On NT 5.2 and below (Windows Server 2003, Windows XP, Windows 2000 and so on) we have the built-in NT debugger, ntsd.  If you're really addicted to it you can get it to work on Windows Vista and Windows Server 2008.  You can use the following command line to capture a dump using ntsd:

ntsd -p <ProcessId> -g -c ".dump MyDump.dmp"

On NT 6.0 and above (Windows Vista and Windows Server 2008), the built-in Task Manager can capture a dump for you.  All you need to do is right-click the process and choose "Create Dump File", like in the following screenshot:

image

After you've captured the dump, it can be analyzed further on the production machine (if you have the tools) or on a development machine which is usually better equipped for the task.  Again, there aren't many people who have used Visual Studio to open a dump file, which is a pity, because if you have symbols and sources all lined up, you can get a fantastic experience.  Just fire up Visual Studio, choose File -> Open -> Project or Solution, load the dump and hit F5.  What you have now is the exact state of the application when you have captured the dump, as if you are now debugging it:

image

After having demonstrated that, I proceed to show a more real-life scenario.  In that scenario, the client application issues "Batch Delete" requests for pictures, and the application's memory usage seems to go up with each such request.  This can be established by using Performance Monitor to monitor the native and managed memory usage for the client process.  Subsequently, I fired up WinDbg (from the Debugging Tools for Windows package) and attached to the process (which could effectively be done by opening a dump file, as well).  This is done by choosing File -> Attach to Process, or using the F6 shortcut key.

After attaching, you get a bunch of debugger output (a.k.a. debugger spew), and a command line at the bottom which you can use to input your commands.  WinDbg also has some floating windows (such as call stack, processes and threads, memory etc.) but for our scenario they will prove less useful.

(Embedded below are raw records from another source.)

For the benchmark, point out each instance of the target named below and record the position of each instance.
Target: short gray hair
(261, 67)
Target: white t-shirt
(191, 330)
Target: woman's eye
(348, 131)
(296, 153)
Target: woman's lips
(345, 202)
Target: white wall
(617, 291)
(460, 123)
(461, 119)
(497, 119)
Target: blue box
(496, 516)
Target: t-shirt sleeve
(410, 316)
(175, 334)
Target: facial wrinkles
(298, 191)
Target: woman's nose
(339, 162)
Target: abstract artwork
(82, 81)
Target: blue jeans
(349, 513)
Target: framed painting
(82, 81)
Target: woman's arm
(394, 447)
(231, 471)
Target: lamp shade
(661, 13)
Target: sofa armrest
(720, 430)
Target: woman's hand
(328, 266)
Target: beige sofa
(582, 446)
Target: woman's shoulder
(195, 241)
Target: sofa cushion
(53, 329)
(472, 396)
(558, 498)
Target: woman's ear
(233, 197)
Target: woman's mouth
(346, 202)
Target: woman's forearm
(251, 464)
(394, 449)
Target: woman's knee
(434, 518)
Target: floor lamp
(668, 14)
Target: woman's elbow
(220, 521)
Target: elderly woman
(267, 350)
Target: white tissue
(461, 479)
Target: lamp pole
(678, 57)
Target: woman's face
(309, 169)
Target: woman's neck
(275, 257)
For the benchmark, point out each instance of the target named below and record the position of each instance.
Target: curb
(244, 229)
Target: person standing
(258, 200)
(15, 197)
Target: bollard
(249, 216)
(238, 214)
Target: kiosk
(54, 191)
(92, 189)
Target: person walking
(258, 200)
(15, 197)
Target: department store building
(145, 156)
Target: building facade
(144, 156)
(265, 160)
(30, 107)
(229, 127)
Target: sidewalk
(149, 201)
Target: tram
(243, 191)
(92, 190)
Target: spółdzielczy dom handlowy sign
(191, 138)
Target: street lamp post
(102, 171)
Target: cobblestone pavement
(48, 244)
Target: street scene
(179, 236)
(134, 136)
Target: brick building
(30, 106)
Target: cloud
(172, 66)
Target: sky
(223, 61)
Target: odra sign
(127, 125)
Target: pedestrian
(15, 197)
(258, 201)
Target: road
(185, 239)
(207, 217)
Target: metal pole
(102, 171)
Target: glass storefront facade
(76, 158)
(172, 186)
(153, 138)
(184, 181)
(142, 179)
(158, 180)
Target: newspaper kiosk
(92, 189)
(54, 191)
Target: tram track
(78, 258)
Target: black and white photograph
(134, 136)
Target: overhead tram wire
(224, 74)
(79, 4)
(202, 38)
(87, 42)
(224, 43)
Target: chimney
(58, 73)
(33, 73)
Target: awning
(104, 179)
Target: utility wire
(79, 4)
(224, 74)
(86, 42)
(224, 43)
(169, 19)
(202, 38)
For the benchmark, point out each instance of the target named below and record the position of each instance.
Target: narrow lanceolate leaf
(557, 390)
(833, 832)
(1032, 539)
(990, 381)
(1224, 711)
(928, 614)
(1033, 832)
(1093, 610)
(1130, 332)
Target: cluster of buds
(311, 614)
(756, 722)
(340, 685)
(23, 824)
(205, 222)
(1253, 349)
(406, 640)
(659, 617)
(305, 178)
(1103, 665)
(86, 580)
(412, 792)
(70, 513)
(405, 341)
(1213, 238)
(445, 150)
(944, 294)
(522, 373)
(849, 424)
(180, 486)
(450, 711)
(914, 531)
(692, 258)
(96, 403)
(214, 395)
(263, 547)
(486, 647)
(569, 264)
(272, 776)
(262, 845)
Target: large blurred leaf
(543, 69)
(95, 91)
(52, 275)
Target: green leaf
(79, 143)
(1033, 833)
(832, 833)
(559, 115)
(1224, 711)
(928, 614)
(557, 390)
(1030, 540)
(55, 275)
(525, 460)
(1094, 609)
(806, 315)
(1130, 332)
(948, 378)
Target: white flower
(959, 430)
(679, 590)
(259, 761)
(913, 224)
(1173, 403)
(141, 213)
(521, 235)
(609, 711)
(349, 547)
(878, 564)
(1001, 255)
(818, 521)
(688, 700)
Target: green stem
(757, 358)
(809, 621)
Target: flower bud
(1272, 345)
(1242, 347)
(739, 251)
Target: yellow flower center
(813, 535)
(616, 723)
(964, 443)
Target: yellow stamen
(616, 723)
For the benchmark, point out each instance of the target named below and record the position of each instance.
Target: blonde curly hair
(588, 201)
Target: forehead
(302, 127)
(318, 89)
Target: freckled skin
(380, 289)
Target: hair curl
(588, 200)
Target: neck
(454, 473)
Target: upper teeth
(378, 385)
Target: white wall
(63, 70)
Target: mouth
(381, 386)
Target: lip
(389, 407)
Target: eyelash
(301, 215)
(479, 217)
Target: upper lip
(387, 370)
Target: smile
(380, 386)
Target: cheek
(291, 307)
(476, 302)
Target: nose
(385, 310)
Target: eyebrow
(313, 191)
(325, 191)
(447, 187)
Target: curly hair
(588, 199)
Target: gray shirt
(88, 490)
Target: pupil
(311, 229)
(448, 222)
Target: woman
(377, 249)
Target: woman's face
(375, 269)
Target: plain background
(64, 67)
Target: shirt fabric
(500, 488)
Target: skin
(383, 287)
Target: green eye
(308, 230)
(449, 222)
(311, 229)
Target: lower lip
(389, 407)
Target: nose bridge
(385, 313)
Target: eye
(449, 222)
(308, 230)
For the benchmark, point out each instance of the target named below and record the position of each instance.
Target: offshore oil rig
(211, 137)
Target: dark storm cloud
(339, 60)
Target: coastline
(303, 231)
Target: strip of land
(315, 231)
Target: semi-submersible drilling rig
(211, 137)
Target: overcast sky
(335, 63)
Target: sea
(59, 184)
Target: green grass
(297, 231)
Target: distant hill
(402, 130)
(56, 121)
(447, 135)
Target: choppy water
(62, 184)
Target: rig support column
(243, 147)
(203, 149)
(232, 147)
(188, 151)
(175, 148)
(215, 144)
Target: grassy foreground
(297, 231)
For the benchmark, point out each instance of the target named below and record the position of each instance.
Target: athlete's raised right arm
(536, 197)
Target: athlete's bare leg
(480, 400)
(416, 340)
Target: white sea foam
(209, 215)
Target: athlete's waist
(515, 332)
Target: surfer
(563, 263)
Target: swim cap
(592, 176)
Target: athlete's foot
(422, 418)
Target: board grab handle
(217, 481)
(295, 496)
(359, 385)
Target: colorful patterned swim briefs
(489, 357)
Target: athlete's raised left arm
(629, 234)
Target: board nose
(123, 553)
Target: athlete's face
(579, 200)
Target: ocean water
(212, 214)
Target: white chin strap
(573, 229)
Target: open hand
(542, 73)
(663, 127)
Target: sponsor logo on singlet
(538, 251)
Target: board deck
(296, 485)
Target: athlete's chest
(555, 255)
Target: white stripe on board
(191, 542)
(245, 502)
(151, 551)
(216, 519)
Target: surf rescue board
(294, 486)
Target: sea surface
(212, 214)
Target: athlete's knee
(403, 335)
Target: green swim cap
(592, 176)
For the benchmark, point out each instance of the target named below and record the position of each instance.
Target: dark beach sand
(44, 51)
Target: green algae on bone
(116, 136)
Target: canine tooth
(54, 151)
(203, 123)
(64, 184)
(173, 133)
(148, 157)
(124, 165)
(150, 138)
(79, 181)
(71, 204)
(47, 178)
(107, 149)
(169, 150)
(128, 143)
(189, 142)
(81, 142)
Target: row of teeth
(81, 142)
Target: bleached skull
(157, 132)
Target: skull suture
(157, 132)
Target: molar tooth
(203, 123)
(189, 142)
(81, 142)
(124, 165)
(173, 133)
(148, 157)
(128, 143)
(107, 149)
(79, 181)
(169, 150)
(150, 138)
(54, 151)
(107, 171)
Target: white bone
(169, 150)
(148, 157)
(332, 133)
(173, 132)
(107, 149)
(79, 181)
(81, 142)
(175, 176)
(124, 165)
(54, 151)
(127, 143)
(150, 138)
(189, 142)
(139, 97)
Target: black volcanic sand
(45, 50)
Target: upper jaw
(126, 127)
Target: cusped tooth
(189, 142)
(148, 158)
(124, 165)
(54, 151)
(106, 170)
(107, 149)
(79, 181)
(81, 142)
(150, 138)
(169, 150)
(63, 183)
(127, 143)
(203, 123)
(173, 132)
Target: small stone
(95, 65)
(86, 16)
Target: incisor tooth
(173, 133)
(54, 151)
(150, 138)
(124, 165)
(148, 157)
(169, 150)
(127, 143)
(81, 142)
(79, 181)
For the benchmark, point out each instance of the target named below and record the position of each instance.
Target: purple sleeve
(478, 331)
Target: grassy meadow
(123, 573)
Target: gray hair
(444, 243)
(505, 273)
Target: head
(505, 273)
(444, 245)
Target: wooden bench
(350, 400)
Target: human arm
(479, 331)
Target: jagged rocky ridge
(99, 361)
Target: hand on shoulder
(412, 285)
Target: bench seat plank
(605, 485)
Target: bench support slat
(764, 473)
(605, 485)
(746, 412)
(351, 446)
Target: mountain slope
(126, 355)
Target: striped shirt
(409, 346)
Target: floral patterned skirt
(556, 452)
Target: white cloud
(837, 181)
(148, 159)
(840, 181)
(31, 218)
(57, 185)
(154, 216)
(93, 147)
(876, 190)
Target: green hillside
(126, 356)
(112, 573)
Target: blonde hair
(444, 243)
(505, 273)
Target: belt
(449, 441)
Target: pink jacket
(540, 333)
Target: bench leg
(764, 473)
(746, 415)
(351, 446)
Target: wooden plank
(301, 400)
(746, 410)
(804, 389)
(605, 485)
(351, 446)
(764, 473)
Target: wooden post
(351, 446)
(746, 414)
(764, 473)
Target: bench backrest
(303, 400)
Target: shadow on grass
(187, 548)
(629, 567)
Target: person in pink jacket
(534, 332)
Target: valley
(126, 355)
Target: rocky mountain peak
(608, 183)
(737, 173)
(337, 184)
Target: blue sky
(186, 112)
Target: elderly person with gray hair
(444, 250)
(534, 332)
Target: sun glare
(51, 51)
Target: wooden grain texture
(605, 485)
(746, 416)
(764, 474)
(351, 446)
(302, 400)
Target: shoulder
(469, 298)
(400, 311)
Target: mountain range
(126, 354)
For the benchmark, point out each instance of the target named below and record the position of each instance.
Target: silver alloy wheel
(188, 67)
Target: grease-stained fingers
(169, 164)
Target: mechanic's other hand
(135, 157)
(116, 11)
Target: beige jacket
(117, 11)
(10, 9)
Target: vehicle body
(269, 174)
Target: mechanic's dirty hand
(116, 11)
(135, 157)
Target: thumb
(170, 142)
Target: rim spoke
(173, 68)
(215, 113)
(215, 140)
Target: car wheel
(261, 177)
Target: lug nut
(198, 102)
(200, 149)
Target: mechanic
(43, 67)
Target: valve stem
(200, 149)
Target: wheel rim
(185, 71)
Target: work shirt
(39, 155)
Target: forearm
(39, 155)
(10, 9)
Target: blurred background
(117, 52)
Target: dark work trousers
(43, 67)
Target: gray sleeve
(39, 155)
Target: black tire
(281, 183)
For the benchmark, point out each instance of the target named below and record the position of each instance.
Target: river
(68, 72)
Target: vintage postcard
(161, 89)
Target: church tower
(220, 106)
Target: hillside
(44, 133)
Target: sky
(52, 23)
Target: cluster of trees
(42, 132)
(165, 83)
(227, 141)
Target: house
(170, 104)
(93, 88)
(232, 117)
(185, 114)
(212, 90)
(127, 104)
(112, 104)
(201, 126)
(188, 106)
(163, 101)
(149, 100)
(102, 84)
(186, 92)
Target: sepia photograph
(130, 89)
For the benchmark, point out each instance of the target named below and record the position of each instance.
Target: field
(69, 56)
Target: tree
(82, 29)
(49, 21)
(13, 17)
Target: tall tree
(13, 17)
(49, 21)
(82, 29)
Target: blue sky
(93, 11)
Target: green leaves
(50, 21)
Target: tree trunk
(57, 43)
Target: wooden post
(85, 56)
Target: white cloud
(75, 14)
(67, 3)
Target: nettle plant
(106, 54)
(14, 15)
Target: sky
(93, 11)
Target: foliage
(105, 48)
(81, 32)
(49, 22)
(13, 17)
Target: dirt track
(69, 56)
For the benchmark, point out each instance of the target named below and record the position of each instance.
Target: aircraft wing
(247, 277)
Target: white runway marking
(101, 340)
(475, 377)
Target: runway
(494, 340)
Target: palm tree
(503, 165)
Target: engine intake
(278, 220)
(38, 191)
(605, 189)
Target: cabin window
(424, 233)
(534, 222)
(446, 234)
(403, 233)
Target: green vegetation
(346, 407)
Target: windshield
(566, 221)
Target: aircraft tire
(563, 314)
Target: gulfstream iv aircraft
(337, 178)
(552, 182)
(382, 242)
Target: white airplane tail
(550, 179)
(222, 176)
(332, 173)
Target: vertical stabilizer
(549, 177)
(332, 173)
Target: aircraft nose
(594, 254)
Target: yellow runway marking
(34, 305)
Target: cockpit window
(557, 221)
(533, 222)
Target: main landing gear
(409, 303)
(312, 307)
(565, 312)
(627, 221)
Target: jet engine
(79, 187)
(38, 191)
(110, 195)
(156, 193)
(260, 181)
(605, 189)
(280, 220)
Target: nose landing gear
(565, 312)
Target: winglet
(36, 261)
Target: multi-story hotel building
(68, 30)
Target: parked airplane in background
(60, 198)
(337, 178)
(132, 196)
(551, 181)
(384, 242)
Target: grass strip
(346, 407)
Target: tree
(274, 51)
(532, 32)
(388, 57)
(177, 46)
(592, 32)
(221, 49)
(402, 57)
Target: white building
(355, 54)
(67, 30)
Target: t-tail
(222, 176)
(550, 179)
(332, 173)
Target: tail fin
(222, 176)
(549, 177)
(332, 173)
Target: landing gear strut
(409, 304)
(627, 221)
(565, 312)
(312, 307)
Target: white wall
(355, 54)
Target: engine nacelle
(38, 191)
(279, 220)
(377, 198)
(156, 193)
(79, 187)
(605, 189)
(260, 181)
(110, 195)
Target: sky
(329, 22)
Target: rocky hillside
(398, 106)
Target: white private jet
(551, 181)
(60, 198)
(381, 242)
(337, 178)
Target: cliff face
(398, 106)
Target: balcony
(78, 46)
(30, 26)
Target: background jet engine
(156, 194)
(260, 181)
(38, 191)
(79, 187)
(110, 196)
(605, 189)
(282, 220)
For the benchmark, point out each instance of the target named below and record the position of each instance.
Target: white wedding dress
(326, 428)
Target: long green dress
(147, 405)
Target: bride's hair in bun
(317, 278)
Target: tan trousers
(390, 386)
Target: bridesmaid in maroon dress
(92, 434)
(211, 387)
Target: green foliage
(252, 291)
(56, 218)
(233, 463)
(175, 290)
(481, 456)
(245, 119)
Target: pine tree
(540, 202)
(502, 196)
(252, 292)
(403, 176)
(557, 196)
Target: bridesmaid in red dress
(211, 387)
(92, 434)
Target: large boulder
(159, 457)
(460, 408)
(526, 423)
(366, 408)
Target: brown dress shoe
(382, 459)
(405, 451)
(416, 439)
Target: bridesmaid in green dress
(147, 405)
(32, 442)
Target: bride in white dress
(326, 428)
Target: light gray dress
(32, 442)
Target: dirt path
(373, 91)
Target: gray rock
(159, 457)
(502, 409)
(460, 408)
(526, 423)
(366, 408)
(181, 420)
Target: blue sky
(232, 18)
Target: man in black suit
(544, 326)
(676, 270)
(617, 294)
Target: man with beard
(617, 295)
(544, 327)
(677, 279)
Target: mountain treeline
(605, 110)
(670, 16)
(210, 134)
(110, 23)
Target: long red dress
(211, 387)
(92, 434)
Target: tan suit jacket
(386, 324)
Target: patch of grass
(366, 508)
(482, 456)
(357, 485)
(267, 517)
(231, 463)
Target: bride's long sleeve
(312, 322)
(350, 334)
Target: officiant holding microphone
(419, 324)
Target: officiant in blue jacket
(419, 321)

The next thing I did was load the SOS debugging extension, which is the primary debugging extension for .NET applications.  It ships with the .NET framework, so you can expect to find it on any production machine, and of course on your development machine if you have .NET installed.  Since we need to load the right version of SOS depending on the .NET version we have in the process, I issued the .loadby command:

.loadby sos mscorwks

Nothing is printed to the console, which means the debugger is happy and the extension is loaded.  This can be verified by typing !help and seeing a list of commands offered by the SOS extension.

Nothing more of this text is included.